March 28, 2024

President Obama

The Problem With Polls About Whether Obama Is a Muslim

By asking voters what they think about the president’s religion, pollsters help to perpetuate a falsehood.

Liberal blogs and sites are having a field day with new data from Public Policy Polling that shows that 52 percent of Mississippi Republican believe President Obama is a Muslim (a comparatively slight 45 percent of Alabama GOP voters agreed with them). Huffington Post had a banner headline Monday morning branding it a “SHOCK POLL,” Talking Points Memo smirked at those southern bumpkins, and Daily Kos deadpanned, “Alabama and Mississippi Republicans don’t believe in evolution … but do believe Obama is a Muslim.”

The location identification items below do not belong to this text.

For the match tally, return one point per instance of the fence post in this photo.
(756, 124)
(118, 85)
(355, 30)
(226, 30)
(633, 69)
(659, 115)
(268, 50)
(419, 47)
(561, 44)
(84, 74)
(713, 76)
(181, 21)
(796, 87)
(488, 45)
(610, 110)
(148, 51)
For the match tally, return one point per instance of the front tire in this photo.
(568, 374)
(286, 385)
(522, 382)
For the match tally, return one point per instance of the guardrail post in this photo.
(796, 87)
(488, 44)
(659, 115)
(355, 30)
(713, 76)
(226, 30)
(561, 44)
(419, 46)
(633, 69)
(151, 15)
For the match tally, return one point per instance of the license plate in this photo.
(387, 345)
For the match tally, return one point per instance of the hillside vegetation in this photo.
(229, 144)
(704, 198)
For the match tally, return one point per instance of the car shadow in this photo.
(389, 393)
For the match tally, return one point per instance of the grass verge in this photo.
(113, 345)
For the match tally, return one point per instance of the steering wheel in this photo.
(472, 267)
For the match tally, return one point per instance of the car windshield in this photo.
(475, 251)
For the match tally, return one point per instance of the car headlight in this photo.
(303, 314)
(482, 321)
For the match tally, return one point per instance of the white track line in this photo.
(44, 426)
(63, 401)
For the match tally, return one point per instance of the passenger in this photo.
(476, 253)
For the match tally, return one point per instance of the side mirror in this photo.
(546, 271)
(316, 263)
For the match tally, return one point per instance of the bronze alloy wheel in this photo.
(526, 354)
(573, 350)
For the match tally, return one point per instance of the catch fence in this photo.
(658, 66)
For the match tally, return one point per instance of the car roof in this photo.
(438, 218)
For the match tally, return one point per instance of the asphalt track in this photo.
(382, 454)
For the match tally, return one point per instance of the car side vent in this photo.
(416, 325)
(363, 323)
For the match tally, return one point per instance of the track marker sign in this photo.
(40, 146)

PPP, which is a Democratic firm, is sometimes maligned for being an unreliable pollster, but in this case the biggest problem is that they’re asking the question at all. The belief that Obama is a Muslim, like the belief that he is somehow not an American citizen, is pernicious and flatly wrong. It has also been rejected by the vast majority of the American body politic, although there are some glaring examples of politicians who flirt with it to score political points. But if the goal is to fight mistaken beliefs, this is the wrong way to do it. The Dartmouth political scientist Brendan Nyhan has researched misperceptions and conspiracy-theory belief in America politics. In particular, he and colleague Jason Reifler have found that false ideas, once introduced, are very hard to get rid of. One especially bad way to fight them is to reiterate them:

The more times a false claim is repeated, the more likely people are to be exposed to it. The fewer people exposed to a false claim, the less likely it is to spread. It is also important not to repeat false claims because people are more likely to judge familiar claims as true. As false claims are repeated, they become more familiar and thus may come to seem more true to people.

The pollsters, by asking the question, and news outlets, by gleefully publicizing the results, are playing into this vicious cycle.

Besides, there’s a difference between asking whether respondents believe in interracial marriage (which PPP also did) and asking whether they believe the president is a Muslim or Kenyan. The first is a matter of opinion; the second is objectively either true or false (as it happens, both are false). The problem is that it’s unclear to what extent people really believe these things. Perhaps they’re responding to the stimulus of a pollster asking them — Nyhan and Reifler also found that people’s answers fluctuate depending on who is asking. PPP uses automated telephone polling in which respondents answer by pushing buttons on their phones. Julian Sanchez posits that many of these responses are fed by ideology: the people who purport to hold them are really just doing so for political reasons. For example, he says, most liberals who indulged in Bush bashing didn’t literally think he was a fascist. By the same token, the slight majority of Mississippi Republicans who mashed that button for “Muslim” may not really think Obama is an adherent of Islam: They just staunchly dislike him and view his opinions as so alien to theirs that they’ll say so.

This impulse, which Sanchez calls “symbolic belief,” would explain why so many people still question Obama’s citizenship, even after he produced his long-form birth certificate. And it also explains why no one should make too much of these results. The number that matters most is the presidential preference between Obama and whoever his Republican opponent is.